Banner 1
Kesehatan Mental Dalam Psikologi Sosial - Seroquel

Kesehatan Mental Dalam Psikologi Sosial

Kesehatan Mental Dalam Psikologi Sosial – Pandemi COVID-19 melanda Indonesia sejak Maret 2020 dan telah menyebar ke hampir 100% wilayah Indonesia. Sejak merebaknya COVID-19 di Indonesia, pandemi ini telah mempengaruhi banyak sektor kehidupan. Dari sektor ekonomi, banyak pekerja yang di-PHK, dan daya beli masyarakat berkurang akibat hilangnya pendapatan. Dari sektor pendidikan, siswa harus belajar dari rumah dan ini adalah sesuatu yang tidak pernah terpikirkan sebelumnya. Sektor sosial juga terpukul keras karena pandemi ini tampaknya membatasi interaksi sosial antar manusia dan membuat mereka terkurung di rumah untuk jangka waktu yang lebih lama.

Ketika Presiden Jokowi secara langsung mengumumkan kasus positif COVID-19 pertama di Indonesia, reaksi publik yang berbeda mengikuti. Kondisi psikologis dan sosiologis masyarakat sangat terpengaruh ketika terjadi wabah penyakit, karena fenomena wabah penyakit yang meluas dan meluas di suatu masyarakat dapat menyebabkan masyarakat mengalami kecemasan dan ketakutan (Kerr, 2004). Kecemasan dan ketakutan dikatakan sebagai reaksi psikologis dan sosiologis karena pandemi ini mempengaruhi kondisi psikologis masyarakat dan kondisi sosiologis masyarakat. Konsekuensi dari kecemasan dan ketakutan di masyarakat ini adalah kepanikan yang meluas.

Kesehatan Mental Dalam Psikologi Sosial

Kesehatan Mental Dalam Psikologi Sosial

Kepanikan berlebihan di kalangan masyarakat menyebabkan kenaikan harga produk kesehatan seperti masker dan hand sanitizer. Kenaikan harga kedua barang tersebut cukup menunjukkan bahwa terlalu banyak kepanikan dan kecemasan di masyarakat. Padahal, menurut psikiater, untuk menghadapi kondisi saat ini, seseorang perlu tetap tenang dan berpikir positif. Jika tetap tenang dan berpikir positif, situasi saat ini tidak akan menyebabkan disfungsi sosial di antara anggota masyarakat (Adiluhung, 2020).
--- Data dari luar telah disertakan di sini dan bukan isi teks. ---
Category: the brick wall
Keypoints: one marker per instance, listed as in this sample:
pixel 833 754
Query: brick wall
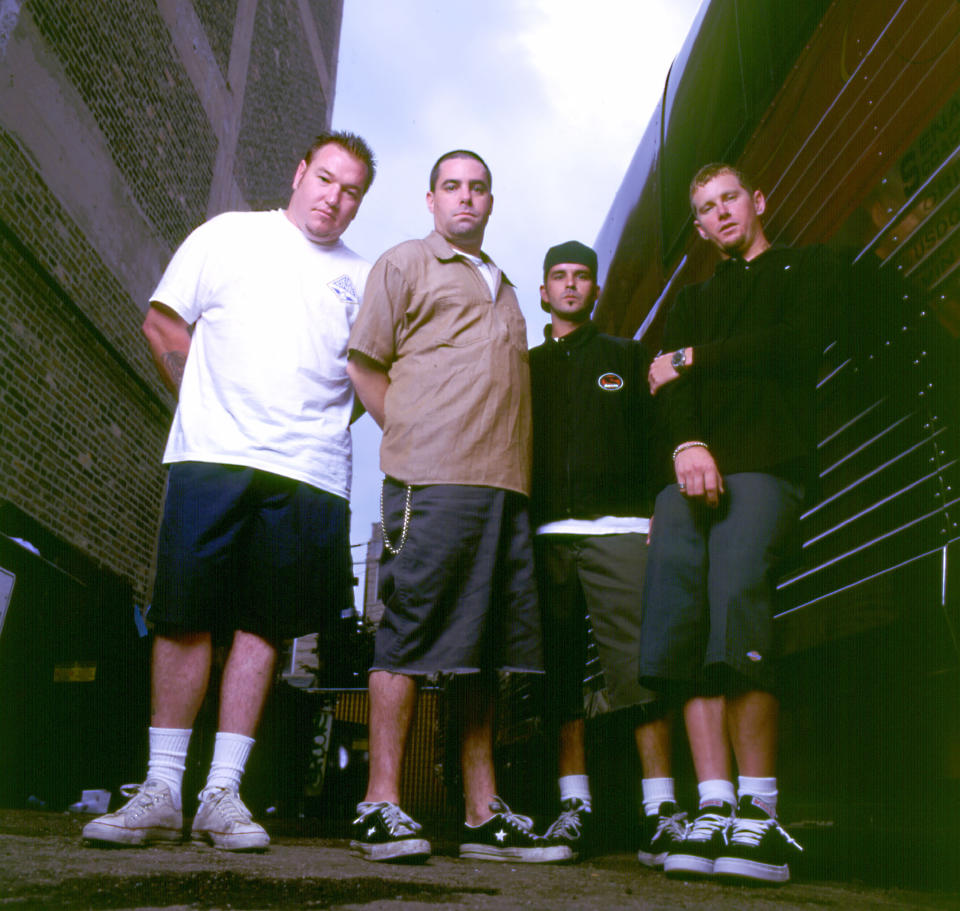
pixel 116 119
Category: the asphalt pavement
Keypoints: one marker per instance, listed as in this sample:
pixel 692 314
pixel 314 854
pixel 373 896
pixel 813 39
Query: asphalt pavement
pixel 44 864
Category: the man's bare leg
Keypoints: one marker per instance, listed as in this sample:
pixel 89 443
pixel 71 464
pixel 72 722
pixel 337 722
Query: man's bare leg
pixel 752 720
pixel 572 758
pixel 247 676
pixel 475 706
pixel 222 819
pixel 705 718
pixel 179 678
pixel 392 701
pixel 654 745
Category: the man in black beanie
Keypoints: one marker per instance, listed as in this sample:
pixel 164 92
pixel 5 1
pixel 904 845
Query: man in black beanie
pixel 592 495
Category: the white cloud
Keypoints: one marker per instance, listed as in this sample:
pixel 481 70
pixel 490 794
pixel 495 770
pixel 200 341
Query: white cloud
pixel 555 94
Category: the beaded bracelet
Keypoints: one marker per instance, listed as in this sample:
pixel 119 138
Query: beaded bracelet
pixel 688 445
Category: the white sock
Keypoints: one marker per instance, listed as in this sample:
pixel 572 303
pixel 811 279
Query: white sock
pixel 764 788
pixel 716 790
pixel 655 792
pixel 576 786
pixel 230 752
pixel 168 758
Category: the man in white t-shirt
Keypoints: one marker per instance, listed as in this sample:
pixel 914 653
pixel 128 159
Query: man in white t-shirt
pixel 254 544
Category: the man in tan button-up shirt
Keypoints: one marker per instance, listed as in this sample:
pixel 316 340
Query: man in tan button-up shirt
pixel 438 356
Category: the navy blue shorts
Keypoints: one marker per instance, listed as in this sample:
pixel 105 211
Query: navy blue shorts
pixel 243 549
pixel 711 582
pixel 461 595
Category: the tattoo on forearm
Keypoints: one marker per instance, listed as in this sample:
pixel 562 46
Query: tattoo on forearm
pixel 174 362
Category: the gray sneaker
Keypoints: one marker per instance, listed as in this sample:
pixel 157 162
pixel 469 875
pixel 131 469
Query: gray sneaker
pixel 147 818
pixel 223 821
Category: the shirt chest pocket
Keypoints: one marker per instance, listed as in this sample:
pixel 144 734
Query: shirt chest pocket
pixel 458 322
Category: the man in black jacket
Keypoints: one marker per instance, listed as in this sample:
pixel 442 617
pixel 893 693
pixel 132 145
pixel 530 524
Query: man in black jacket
pixel 738 387
pixel 592 492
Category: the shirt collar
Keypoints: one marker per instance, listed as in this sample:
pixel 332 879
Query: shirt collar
pixel 446 253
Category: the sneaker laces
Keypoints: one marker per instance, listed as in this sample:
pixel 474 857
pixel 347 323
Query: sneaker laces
pixel 227 803
pixel 567 825
pixel 750 831
pixel 675 824
pixel 524 823
pixel 704 826
pixel 397 822
pixel 142 796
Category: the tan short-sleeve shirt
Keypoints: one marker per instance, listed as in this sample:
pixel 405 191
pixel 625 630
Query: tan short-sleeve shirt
pixel 457 409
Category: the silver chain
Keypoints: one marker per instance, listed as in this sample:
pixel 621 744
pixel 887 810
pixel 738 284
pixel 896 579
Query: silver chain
pixel 395 551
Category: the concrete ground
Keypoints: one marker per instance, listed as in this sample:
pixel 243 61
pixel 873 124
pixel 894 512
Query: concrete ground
pixel 43 864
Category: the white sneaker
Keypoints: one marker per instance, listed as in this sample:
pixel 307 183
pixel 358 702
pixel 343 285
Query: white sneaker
pixel 223 821
pixel 148 817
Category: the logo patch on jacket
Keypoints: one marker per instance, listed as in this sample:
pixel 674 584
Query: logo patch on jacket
pixel 610 382
pixel 344 289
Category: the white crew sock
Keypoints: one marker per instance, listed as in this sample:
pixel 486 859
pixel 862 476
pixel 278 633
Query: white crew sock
pixel 764 788
pixel 576 786
pixel 714 790
pixel 168 758
pixel 230 752
pixel 655 792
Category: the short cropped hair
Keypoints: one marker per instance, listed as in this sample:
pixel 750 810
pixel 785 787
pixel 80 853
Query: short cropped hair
pixel 349 142
pixel 715 169
pixel 457 153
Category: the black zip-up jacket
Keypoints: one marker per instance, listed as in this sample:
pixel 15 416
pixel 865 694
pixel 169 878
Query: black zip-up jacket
pixel 758 331
pixel 593 428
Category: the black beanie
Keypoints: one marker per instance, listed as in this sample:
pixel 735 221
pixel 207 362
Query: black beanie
pixel 570 252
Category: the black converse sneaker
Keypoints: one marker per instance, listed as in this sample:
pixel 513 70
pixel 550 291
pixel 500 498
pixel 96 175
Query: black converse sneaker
pixel 662 834
pixel 509 836
pixel 383 832
pixel 704 840
pixel 758 848
pixel 572 827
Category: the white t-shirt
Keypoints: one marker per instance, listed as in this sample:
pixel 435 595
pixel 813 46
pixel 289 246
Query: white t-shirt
pixel 265 383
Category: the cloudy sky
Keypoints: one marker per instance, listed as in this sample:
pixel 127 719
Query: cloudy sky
pixel 554 94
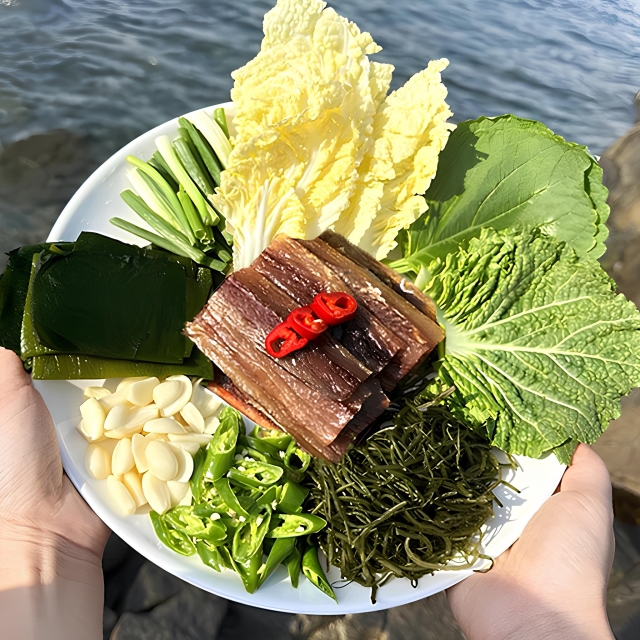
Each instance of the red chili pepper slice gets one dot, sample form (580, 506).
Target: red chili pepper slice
(283, 340)
(334, 308)
(306, 323)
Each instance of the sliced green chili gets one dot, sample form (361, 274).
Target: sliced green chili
(279, 552)
(229, 497)
(248, 537)
(295, 525)
(292, 497)
(314, 573)
(172, 538)
(255, 474)
(221, 449)
(294, 563)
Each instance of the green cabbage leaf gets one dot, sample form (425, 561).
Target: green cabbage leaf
(538, 344)
(508, 173)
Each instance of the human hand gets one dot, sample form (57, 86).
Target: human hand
(51, 543)
(552, 582)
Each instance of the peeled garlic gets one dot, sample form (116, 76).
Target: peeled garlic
(201, 438)
(125, 383)
(122, 457)
(96, 392)
(185, 465)
(211, 425)
(141, 392)
(98, 462)
(156, 492)
(193, 417)
(172, 394)
(133, 483)
(177, 491)
(138, 449)
(190, 447)
(163, 425)
(93, 418)
(162, 460)
(123, 417)
(206, 402)
(124, 502)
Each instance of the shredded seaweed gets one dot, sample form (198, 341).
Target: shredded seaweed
(410, 500)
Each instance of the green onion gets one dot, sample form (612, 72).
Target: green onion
(156, 222)
(207, 214)
(220, 117)
(214, 135)
(190, 163)
(177, 247)
(204, 149)
(195, 222)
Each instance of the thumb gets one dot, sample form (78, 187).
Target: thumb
(13, 377)
(588, 475)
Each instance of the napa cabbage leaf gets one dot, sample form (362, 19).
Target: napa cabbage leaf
(538, 344)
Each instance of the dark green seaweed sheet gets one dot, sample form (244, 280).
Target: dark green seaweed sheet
(14, 283)
(112, 300)
(80, 367)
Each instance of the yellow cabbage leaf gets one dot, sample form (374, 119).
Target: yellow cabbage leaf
(409, 131)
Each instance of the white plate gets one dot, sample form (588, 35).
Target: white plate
(90, 209)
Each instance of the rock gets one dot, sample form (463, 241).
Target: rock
(190, 614)
(151, 587)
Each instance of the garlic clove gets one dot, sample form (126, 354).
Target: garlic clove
(162, 461)
(96, 392)
(140, 393)
(123, 501)
(93, 418)
(122, 460)
(193, 417)
(163, 425)
(133, 482)
(156, 492)
(97, 462)
(185, 465)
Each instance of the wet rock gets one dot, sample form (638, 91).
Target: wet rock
(190, 614)
(38, 176)
(151, 587)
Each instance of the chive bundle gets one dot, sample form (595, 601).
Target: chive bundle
(172, 192)
(407, 501)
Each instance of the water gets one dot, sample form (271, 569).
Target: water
(116, 68)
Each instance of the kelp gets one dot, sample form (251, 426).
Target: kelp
(14, 283)
(109, 299)
(408, 501)
(100, 308)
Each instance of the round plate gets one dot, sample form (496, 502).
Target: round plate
(90, 209)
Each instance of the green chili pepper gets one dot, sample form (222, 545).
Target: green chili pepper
(255, 474)
(276, 439)
(183, 519)
(294, 564)
(271, 495)
(248, 570)
(221, 449)
(296, 461)
(292, 497)
(196, 481)
(229, 497)
(259, 444)
(278, 554)
(172, 538)
(295, 525)
(210, 555)
(249, 536)
(314, 573)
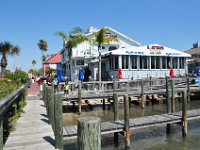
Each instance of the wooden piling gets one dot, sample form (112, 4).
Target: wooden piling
(116, 116)
(142, 94)
(188, 88)
(89, 133)
(184, 114)
(1, 132)
(58, 121)
(126, 122)
(79, 97)
(173, 104)
(51, 108)
(168, 102)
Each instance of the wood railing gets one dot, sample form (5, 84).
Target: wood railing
(6, 109)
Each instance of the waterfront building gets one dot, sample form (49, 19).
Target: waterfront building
(135, 61)
(53, 62)
(195, 57)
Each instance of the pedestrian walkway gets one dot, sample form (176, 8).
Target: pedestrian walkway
(32, 130)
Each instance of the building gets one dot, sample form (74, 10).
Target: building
(195, 57)
(136, 61)
(54, 62)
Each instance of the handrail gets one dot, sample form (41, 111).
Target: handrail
(7, 101)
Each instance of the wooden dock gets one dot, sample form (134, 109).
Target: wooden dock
(32, 130)
(70, 132)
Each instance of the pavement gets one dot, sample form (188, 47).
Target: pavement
(33, 131)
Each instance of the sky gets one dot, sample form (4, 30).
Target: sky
(172, 23)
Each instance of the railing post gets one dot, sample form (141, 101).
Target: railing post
(51, 107)
(79, 97)
(1, 132)
(126, 122)
(172, 96)
(116, 116)
(58, 121)
(168, 102)
(89, 133)
(184, 114)
(142, 94)
(188, 88)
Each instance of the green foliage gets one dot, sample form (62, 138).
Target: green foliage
(18, 76)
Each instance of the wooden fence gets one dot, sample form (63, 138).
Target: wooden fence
(6, 108)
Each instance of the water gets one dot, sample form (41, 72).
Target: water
(153, 138)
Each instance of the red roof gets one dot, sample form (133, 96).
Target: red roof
(53, 59)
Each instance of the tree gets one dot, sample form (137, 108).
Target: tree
(101, 39)
(42, 44)
(6, 48)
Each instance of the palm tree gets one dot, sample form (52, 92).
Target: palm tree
(43, 47)
(6, 48)
(101, 39)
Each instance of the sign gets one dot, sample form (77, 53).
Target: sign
(157, 47)
(134, 53)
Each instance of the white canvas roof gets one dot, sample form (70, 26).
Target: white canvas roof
(149, 50)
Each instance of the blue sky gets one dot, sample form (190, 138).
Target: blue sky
(172, 23)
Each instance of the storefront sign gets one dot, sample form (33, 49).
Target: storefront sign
(134, 53)
(155, 47)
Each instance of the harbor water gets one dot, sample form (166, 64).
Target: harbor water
(153, 138)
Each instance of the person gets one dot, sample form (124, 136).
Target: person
(66, 89)
(55, 84)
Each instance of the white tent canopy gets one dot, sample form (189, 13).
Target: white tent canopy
(149, 50)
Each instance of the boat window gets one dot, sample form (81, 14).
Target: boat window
(125, 62)
(116, 62)
(175, 62)
(133, 61)
(144, 62)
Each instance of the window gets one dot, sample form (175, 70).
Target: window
(116, 62)
(125, 62)
(133, 62)
(112, 48)
(155, 62)
(175, 62)
(80, 62)
(144, 62)
(181, 63)
(164, 62)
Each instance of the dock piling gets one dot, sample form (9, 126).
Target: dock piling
(89, 133)
(58, 121)
(184, 114)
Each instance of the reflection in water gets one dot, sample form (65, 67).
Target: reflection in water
(153, 138)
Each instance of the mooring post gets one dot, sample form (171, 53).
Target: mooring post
(104, 105)
(48, 90)
(168, 102)
(116, 115)
(126, 122)
(188, 88)
(184, 114)
(172, 96)
(89, 133)
(58, 121)
(51, 107)
(142, 94)
(1, 132)
(79, 97)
Kesehatan Mental Perspektif Psikologi Dan Agama

Disfungsi sosial adalah suatu kondisi dimana seseorang tidak mampu memenuhi peran sosial sesuai dengan tugas dan tanggung jawabnya. Disfungsi sosial terjadi akibat berbagai pemberitaan media yang menimbulkan opini publik negatif, terutama terhadap pasien positif COVID-19 (Astrid, 2020). Maraknya pemberitaan negatif memaksa masyarakat untuk membatasi kontak sosialnya karena takut tertular COVID-19 yang menyebabkan disfungsi sosial. Munculnya disfungsi sosial ini merupakan akibat dari kecemasan dan kepanikan yang berlebihan, sehingga masyarakat menjadi apatis satu sama lain (Adiluhung, 2020). Selain itu, terjadinya disfungsi sosial mengganggu kodrat manusia sebagai zoon politik atau makhluk sosial, sesuai dengan apa yang dikemukakan Aristoteles (Gintis et al., 2015).

Disfungsi sosial dapat muncul akibat adanya kecemasan dan ketakutan di masyarakat dan pemberitaan media yang cenderung bernarasi negatif dan menakut-nakuti masyarakat. Kanal berita online dan media sosial banyak melihat penolakan penguburan jenazah pasien positif COVID-19 di berbagai wilayah Indonesia, seperti yang terjadi di wilayah Baniumas dan Semarang. Warga sekitar membuang jenazah pasien positif COVID-19 karena khawatir jenazah tersebut mungkin membawa virus yang berpotensi menular.

Jika ini berlanjut dalam jangka panjang, kepanikan dan ketakutan publik ini akan menyebabkan disfungsi sosial jangka panjang dan memengaruhi kesehatan mental masyarakat. Jika masyarakat semakin terdesak oleh berbagai pemberitaan dengan narasi negatif, maka kesehatan mental masyarakat akan rusak (Vibriianti, 2020). Masyarakat khususnya di kota besar seperti Jakarta dan Surabaya yang menjadi episentrum penyebaran COVID-19 akan sangat rentan terhadap gangguan kesehatan jiwa.

Masalah emosional ini akan menyebabkan kesehatan mental masyarakat Indonesia menurun. Isu ini tidak hanya menimpa orang dewasa, tetapi juga remaja Indonesia yang masih bersekolah. Hal ini karena ketika mereka melihat informasi tentang COVID-19, mereka akan merasa khawatir dengan kesehatan mereka, keluarga mereka dan masa depan mereka. Hal ini akan membuat remaja merasa cemas dan terbebani sehingga berujung pada gangguan jiwa.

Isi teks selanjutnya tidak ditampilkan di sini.